In the summers, Hay also celebrates a wonderful Fringe fest, “How the Light Gets in”, a philosophy and music festival, which brings together exciting new music (including interesting blends of folk, blues and electronica), theatre, puppetry, “powerful” talks and “penetrative’ debates.
But it is the Hay Literary Festival, perhaps the mother of the barrage of literary festivals around the world that is the pièce de résistance. In its 25th year this year, the Hay Festival has brought together writers from around the world to debate and share stories. Peter Florence (his father Norman Florence started the festival), the suave festival director, says he estimates they have sold around 2,50,000 tickets this year.

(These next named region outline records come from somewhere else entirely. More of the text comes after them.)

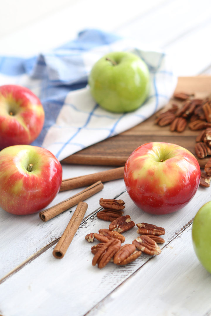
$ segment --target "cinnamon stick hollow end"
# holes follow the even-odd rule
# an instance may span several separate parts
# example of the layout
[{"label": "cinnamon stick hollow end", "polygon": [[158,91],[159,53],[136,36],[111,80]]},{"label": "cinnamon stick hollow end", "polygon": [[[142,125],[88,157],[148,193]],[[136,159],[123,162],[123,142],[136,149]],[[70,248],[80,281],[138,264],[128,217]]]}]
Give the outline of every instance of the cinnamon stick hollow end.
[{"label": "cinnamon stick hollow end", "polygon": [[77,231],[88,205],[85,202],[79,202],[75,211],[59,240],[53,251],[53,255],[56,259],[63,258]]}]

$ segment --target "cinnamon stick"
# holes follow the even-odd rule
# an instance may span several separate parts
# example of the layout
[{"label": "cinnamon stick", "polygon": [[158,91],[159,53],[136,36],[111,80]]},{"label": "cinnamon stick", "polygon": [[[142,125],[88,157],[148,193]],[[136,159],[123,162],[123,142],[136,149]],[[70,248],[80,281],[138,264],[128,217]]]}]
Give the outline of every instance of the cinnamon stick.
[{"label": "cinnamon stick", "polygon": [[66,200],[47,210],[40,212],[39,213],[40,218],[43,222],[47,222],[64,211],[76,205],[79,202],[84,201],[99,192],[103,187],[103,185],[101,181],[98,181]]},{"label": "cinnamon stick", "polygon": [[66,179],[62,181],[59,192],[89,185],[99,180],[103,182],[121,179],[123,178],[124,168],[124,167],[120,167],[105,171]]},{"label": "cinnamon stick", "polygon": [[88,205],[85,202],[79,202],[71,219],[56,246],[53,255],[57,259],[63,258],[72,240],[84,218]]}]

All events are ticketed, he says he cannot do events without some element of surety, given the eternal threat of rain in this part of the world.

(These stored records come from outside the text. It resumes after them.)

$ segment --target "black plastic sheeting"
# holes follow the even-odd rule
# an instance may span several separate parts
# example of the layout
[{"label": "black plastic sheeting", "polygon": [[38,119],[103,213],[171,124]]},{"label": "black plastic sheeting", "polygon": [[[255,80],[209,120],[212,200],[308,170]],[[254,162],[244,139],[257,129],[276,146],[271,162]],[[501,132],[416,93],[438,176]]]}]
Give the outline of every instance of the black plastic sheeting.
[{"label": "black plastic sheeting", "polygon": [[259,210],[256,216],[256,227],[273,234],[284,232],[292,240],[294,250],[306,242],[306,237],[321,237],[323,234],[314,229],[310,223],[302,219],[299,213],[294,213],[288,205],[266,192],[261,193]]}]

While the Lit Fest this year too had authors and celebrities including Hilary Mantel and Harry Belafonte, also delightful was the careful and robust programming through readings and workshops for children. This seemed like one fun family outing. India had its presence too through events supported by the British Council, including the concert version of the book The Last Mughal and a more glamorous session with (as the program booklet stated) “an unprecedented super starry Bollywood cast”, looking at perceptions and cultural visions in 21st Century India (I shall refrain here from lamenting on how Bollywood has taken over all cultural programming!).
Ask Florence if literary fests really increase readership, he flips it around and says the one thing that Hay has done is given authors a visibility and brought them closer to their audiences, this including people like Arundhati Roy, Ian McEwan and Yann Martel. It’s big, very funded, though he says that they spend as much as £3.5 million in setting up the venues alone, and just about break even with the monies they raise.
People plan way in advance to make it to the sessions, booking tickets online. Not surprising then that our session at 10 p.m. on a cold and rainy day went to a full house. The festival has spread far and wide to other countries, including India. Hay now runs 15 festivals across five continents that “foster the exchange of understanding, mutual respect and ideas”.
There is a complex dynamic that is emerging between the bookshops and the festival. One could assume that the two are complementary to each other, but apparently not quite. While the Literary Fest, according to Florence, gets as many as 65,000 visitors, the book shop owners complain of a steady decline in book sales, arguing that “it sucks up the thousands of tourists who used to browse their shops”. The big question in Hay now is, how it will go down in history — as the town of books or the place where the big literary festival happens? Bit of an irony there!
Vidya Shah is a musician who performed the “The Last Mughal” at the Hay Festival with William Dalrymple.